Bill kissed back in kind but he did not advance or initiate anything. When Beverly took his hand and started to place it on her, he withdrew.
“Don’t be a bully,” he said.
“What? Why a bully?” Beverly was taken aback by the choice of words.
“You know we shouldn’t do anything until you’re settled into what you’re doing.”
“I am settled.”
“You aren’t, not until you take an action.”
“Please,” Beverly said. She was still holding his hand, put it inside her blouse on her bra. Bill immediately took it back to himself and sat with his hands clasped.
“Bill,” she said.
“Listen, I’m going back to the kitchen. I don’t want to influence what you do or how you do it. You’ve got to deal with this, or not.”
“I can get someone else, you know. I can bring them right here.”
“It’s your life, your reputation, your job. You have to work here all the time. Want me to tell you what happens the moment you go with one of the waiters?”
“I already know,” Beverly said. “I’ve seen it just not with me.”
“You don’t know what you’re talking about,” Bill said. “You think you do, but you don’t have a clue.”
“And you do?”
“We’ve had this discussion. I know what it is to go home and have to look my wife in the eyes. I know what it is to have to lie. I know what it is to feel like a, well you know what, and to have to run to take a shower before I can touch her. What do you know? And then on top of everything, do a waiter and you’re done here. I think you think this is a good job.”
There it was. She started to cry again. It was a quiet, head-in-her-hands cry.

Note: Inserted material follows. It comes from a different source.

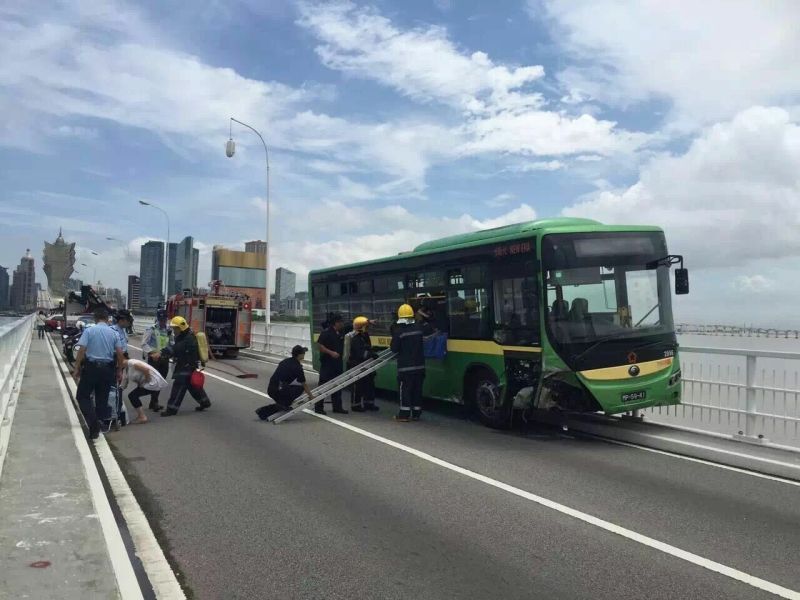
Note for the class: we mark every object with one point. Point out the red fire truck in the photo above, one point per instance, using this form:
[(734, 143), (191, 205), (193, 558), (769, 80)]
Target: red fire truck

Bill melted seeing it. He melted so much he took her in his arms next to him and held her tight.
“I’m so lost,” she said.
“Sometimes you have to get lost to find your way,” Bill said. “But it only feels like you’re lost. You’re not so lost.”
“That what happened to you?”
“What?”
“You got lost?”
“Me? No. I needed a job. I needed a job so bad I would have shoveled shit in a pig pen if I could have found the work. The kitchen is what it was and it led to all this stuff I wasn’t looking for.”
“What harm would there be if…”
“You still gotta go home. You still gotta look him in the eyes. I know we’ve already done things, but it wasn’t with what we both know now.”
“I want it to be you. I like you. I like you and I want you. And why did you say not to be a bully?”
“Because if you go on and force me, that’s the same as bullying me. You know if you force it, I’ll do what you want. I’ll do what you want because it’s a better option than you going elsewhere, unless you know someone outside of here.”
“I don’t know anyone. I don’t know anyone here either. I just know more than half those waiters salivate looking at me. Me, I like you.”
“I was lost,” Bill said. “Almost immediately after my mother died. So I picked up alcohol and then drugs. That put me in places I should never have been, led to things I should never have gone to. Then it all culminated with me getting arrested and not being able to get a job.
“It gets better too. That’s just the stuff, you know, the circumstances. Then we can talk about me, about my lack of confidence, about my guilt and shame and feeling unworthy. And more. We can talk about self-destructiveness too. That what you want for yourself?”
Beverly, still weeping, looked at Bill. “I just want to get laid,” she said.